Your device identifier is a random UUID generated on your device. It is not your Apple ID, phone number, or any other personally identifying information.

• Subscription status and Apple transaction identifier — to verify your access
• Anonymous device identifier and device metadata — to register your device and check compatibility
• WireGuard public key — to establish the encrypted VPN tunnel
• VPN connection data: assigned server, duration, total bytes transferred — for service operation and abuse prevention
• Last handshake timestamp — to monitor connection health
• Diagnostics — only if you explicitly opt in, redacted by default
• Push notification token (APNs) — to deliver service notifications if you enable them

Optional account sign-in

You may optionally sign in with Apple or Google to sync your subscription across multiple devices. If you do, we receive only your name and email address if you choose to share them.

Sign-in is entirely optional. Aevora works fully without an account.

App analytics

To improve app stability and understand feature usage, we use the following services: Firebase Crashlytics (Google) for crash reporting; Yandex AppMetrica for product analytics; Facebook SDK for install attribution (disabled in regions with restrictive internet policies); Singular for advertising attribution measurement.

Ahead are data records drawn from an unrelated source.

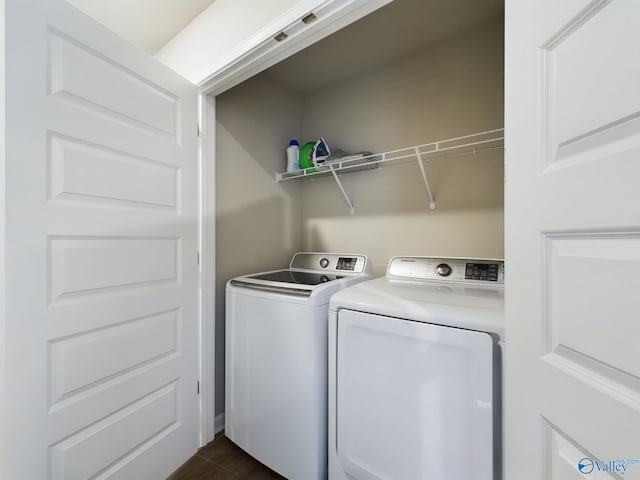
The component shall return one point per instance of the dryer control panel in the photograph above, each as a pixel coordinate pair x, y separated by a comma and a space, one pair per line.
488, 271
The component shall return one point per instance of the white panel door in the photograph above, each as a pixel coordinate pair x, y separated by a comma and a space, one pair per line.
572, 239
101, 331
413, 400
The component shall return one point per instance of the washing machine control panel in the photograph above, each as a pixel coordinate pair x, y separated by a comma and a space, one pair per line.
448, 269
331, 262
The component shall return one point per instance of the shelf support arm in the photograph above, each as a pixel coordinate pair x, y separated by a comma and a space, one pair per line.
344, 193
432, 203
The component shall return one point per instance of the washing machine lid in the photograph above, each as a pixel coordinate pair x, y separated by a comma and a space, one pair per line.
310, 274
297, 277
414, 290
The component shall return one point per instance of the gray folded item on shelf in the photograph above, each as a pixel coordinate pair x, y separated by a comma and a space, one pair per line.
348, 159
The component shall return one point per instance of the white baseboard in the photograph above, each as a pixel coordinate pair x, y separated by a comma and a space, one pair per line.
218, 423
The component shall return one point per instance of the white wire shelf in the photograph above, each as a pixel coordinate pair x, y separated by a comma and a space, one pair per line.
451, 147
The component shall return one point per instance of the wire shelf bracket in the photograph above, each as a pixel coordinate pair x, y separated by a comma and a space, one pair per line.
443, 149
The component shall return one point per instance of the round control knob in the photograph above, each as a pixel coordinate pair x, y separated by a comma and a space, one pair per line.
444, 270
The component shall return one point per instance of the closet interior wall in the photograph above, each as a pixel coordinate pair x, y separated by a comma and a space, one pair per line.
448, 89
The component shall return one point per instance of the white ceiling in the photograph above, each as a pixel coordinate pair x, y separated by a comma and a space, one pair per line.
148, 24
386, 34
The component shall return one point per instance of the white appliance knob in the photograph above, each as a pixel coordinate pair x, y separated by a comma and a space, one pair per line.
444, 270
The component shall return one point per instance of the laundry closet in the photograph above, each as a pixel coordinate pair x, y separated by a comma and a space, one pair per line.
408, 74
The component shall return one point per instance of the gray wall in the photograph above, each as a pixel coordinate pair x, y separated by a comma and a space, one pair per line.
449, 89
258, 221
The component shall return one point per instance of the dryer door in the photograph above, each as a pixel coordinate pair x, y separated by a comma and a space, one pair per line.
414, 400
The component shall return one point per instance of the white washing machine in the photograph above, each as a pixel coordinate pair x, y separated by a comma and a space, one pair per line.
276, 360
415, 373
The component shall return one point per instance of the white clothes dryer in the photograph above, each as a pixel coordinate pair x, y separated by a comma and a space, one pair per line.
415, 375
276, 360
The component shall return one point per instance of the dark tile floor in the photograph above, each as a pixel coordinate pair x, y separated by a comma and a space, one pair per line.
221, 459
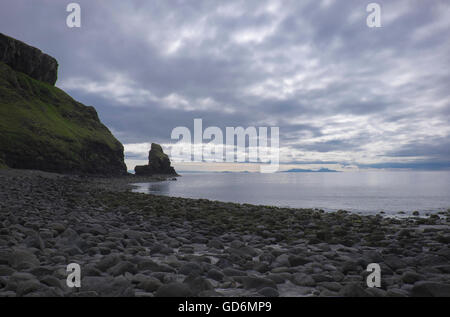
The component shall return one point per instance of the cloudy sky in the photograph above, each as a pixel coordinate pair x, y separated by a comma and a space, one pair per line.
345, 96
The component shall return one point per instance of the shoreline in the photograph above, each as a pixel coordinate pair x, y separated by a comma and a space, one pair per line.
131, 244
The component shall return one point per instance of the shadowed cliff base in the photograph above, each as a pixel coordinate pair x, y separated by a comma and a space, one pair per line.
43, 128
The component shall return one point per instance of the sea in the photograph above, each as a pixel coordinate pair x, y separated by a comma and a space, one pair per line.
393, 193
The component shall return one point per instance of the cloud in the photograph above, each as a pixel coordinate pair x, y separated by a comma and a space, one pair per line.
338, 90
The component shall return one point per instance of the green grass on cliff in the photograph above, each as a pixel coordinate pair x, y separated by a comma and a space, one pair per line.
42, 127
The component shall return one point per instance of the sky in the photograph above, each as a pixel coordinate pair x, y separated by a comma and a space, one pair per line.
344, 96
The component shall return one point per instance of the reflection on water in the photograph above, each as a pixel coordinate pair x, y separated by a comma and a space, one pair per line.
365, 192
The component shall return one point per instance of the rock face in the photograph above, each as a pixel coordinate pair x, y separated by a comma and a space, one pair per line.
158, 163
43, 128
28, 60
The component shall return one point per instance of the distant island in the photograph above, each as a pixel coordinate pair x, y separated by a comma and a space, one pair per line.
299, 170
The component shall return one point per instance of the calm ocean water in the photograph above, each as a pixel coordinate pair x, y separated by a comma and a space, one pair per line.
364, 192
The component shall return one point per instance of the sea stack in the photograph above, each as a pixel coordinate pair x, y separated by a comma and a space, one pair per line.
158, 163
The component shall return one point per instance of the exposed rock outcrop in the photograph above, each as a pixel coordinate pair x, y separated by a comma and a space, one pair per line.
43, 128
158, 163
28, 60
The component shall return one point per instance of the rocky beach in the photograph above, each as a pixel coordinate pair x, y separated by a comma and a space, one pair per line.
131, 244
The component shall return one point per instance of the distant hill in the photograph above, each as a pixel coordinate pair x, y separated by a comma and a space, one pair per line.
322, 170
43, 128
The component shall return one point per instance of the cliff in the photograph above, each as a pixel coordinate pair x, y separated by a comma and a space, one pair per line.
41, 127
158, 163
28, 60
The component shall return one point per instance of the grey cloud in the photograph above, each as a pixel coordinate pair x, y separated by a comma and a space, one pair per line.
315, 69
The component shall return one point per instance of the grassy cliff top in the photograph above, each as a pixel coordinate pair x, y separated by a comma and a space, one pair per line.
42, 127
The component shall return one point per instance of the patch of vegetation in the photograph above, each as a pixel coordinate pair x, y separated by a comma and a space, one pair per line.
41, 127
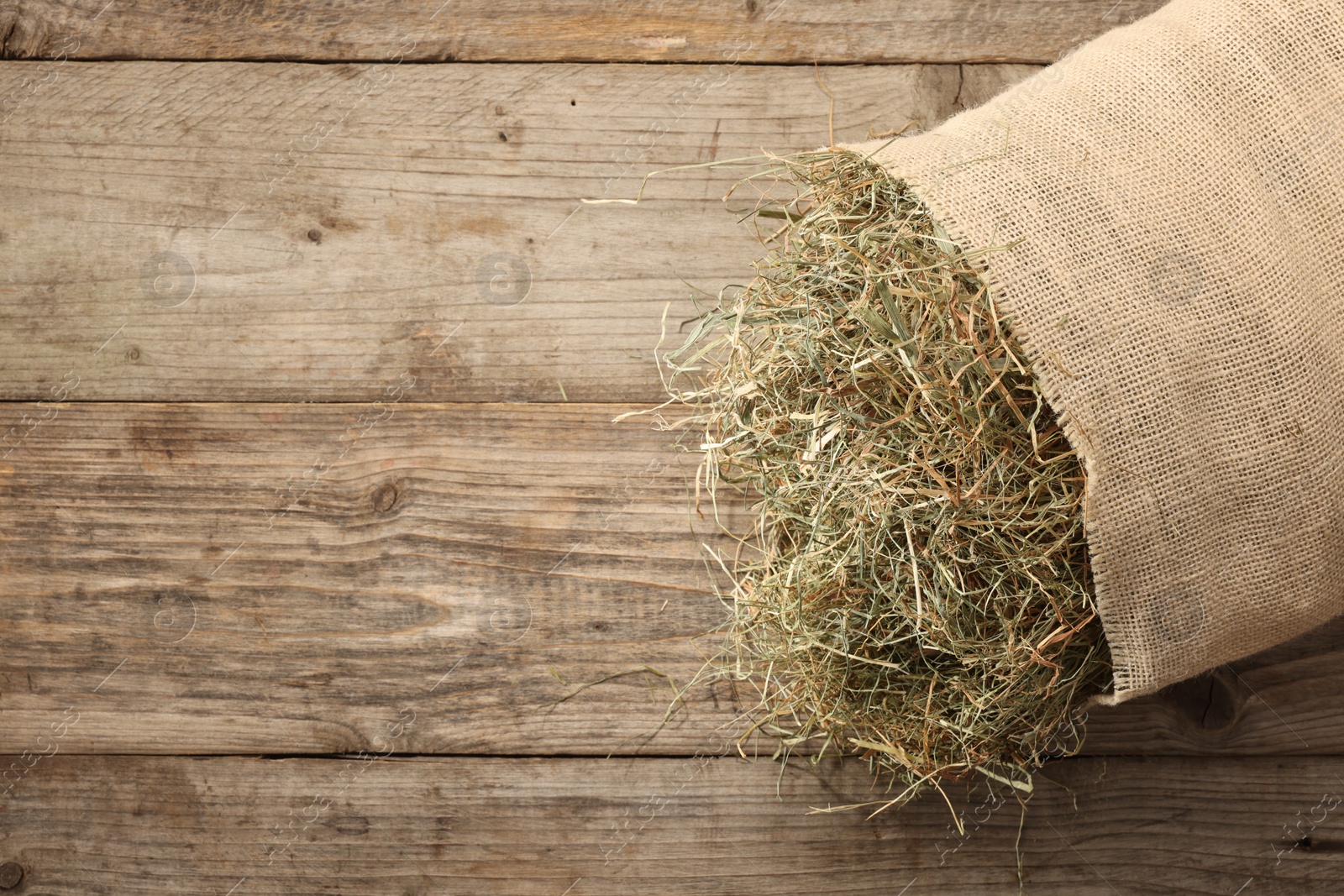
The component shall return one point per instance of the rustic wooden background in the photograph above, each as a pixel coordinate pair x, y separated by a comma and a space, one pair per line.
315, 520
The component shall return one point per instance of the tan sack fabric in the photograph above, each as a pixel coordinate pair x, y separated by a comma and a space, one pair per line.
1173, 203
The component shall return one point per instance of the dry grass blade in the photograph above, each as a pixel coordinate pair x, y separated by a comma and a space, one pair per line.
921, 591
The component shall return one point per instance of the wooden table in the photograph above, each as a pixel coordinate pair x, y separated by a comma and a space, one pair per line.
326, 569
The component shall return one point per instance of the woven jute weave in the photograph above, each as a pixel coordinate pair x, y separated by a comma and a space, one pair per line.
1166, 215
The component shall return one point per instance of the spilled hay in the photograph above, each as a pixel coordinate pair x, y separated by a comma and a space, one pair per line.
916, 589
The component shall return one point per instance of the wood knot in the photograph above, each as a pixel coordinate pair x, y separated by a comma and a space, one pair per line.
11, 873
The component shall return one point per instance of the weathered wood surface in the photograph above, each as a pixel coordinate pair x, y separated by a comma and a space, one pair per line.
217, 578
234, 231
696, 825
774, 31
268, 578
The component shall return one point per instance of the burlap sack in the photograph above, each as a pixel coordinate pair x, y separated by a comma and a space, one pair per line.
1171, 197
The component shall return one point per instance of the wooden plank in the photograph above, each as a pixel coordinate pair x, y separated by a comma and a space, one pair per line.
228, 231
770, 31
627, 826
241, 578
235, 578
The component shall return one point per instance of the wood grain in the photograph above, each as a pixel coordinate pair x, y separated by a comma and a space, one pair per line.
218, 578
769, 31
282, 233
266, 578
705, 825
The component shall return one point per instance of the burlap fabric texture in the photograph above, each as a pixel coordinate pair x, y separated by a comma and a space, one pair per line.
1169, 202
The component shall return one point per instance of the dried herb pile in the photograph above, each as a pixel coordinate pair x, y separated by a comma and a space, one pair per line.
917, 589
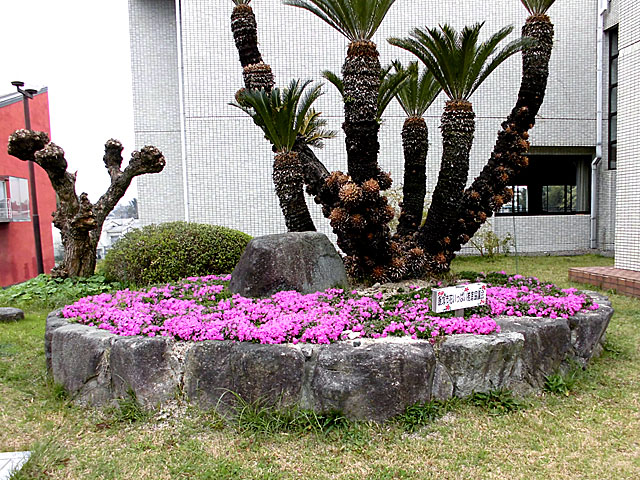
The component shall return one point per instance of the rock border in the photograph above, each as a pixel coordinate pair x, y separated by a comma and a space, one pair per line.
365, 378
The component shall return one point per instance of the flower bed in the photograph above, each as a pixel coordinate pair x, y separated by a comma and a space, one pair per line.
201, 308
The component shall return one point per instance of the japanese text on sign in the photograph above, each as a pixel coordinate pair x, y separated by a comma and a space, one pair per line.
457, 297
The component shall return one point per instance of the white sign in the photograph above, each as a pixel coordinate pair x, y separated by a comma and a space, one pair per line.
457, 297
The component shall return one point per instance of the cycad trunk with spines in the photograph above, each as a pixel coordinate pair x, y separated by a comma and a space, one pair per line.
361, 214
458, 127
491, 189
415, 144
258, 75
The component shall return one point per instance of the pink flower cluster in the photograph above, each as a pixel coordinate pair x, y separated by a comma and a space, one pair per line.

These services receive only app interaction data — screen views, crash logs, and install events. They have zero access to your VPN traffic, DNS queries, or browsing activity. Analytics data is linked to your vendor device identifier (IDFV), not to your Apple ID or personal identity.

Advertising identifier

We may request access to your device's Advertising Identifier (IDFA) through Apple's App Tracking Transparency prompt to measure the effectiveness of our advertising campaigns. This identifier is collected only if you grant permission. If you deny or later revoke access, we do not collect it.

Data we never collect

Aevora is intentionally designed to avoid categories that would reveal where you browse or who you contact.

We use analytics services (see App analytics above) solely to improve app quality. These services never have access to your VPN traffic.

• Browsing history or visited URLs
• DNS queries or browsing lookups
• Content of your internet traffic
• Your real IP address for tracking or analytics
• Location data, contacts, or photos

No third-party sharing

We do not sell, rent, or share your personal data with data brokers or advertising networks.

The following services process limited data to operate and improve Aevora: Apple (App Store) for payment processing; Apple Push Notification service for notification delivery; Firebase Crashlytics (Google) for crash reporting; Yandex AppMetrica for product analytics; Facebook SDK for install attribution (disabled in RU/CN/IR/TM); Singular for advertising attribution. Infrastructure providers only see encrypted VPN traffic. None of these services have access to your VPN traffic, DNS queries, or browsing activity.

Retention

Data is retained only as long as needed. After the retention period expires, data is automatically and permanently deleted.

• VPN connection metadata: 14 days
• Aggregated usage statistics: 90 days
• Diagnostics uploads: 30 days
• Subscription and billing records: duration of subscription plus legally required retention
• Device registrations: until revoked plus 30 days

Data security

All VPN traffic is encrypted end-to-end. Your VPN private key is generated on your device and never leaves it. Authentication uses token-based verification with no passwords stored.

Your rights

Depending on your jurisdiction, you may have the right to access, correct, delete, or export your personal data, object to processing, or withdraw consent for optional processing such as diagnostics.

To exercise any of these rights, contact us at [email protected].

European Economic Area (GDPR)

If you are in the EEA, our legal bases for processing are: contract performance for subscription verification, device registration, and VPN operation; legitimate interest for aggregated usage analysis and abuse detection; consent for diagnostics collection; legal obligation for billing record retention.

You have the right to lodge a complaint with your local supervisory authority.

California (CCPA)

If you are a California resident, you have the right to know what personal information we collect, request its deletion, and opt out of its sale. We do not sell personal information.

Children's privacy

Aevora is not directed to children under 18. We do not knowingly collect personal data from anyone under 18 years of age.

Changes to this policy

We may update this Privacy Policy from time to time. Material changes will be reflected in the "Last Updated" date above. Your continued use of Aevora after changes constitutes acceptance of the updated policy.

Contact

Privacy inquiries: [email protected]. General support: [email protected]. Entity: WHEELE ACTIVITY SOFTWARE INC.

Apple may independently collect data in accordance with Apple's Privacy Policy.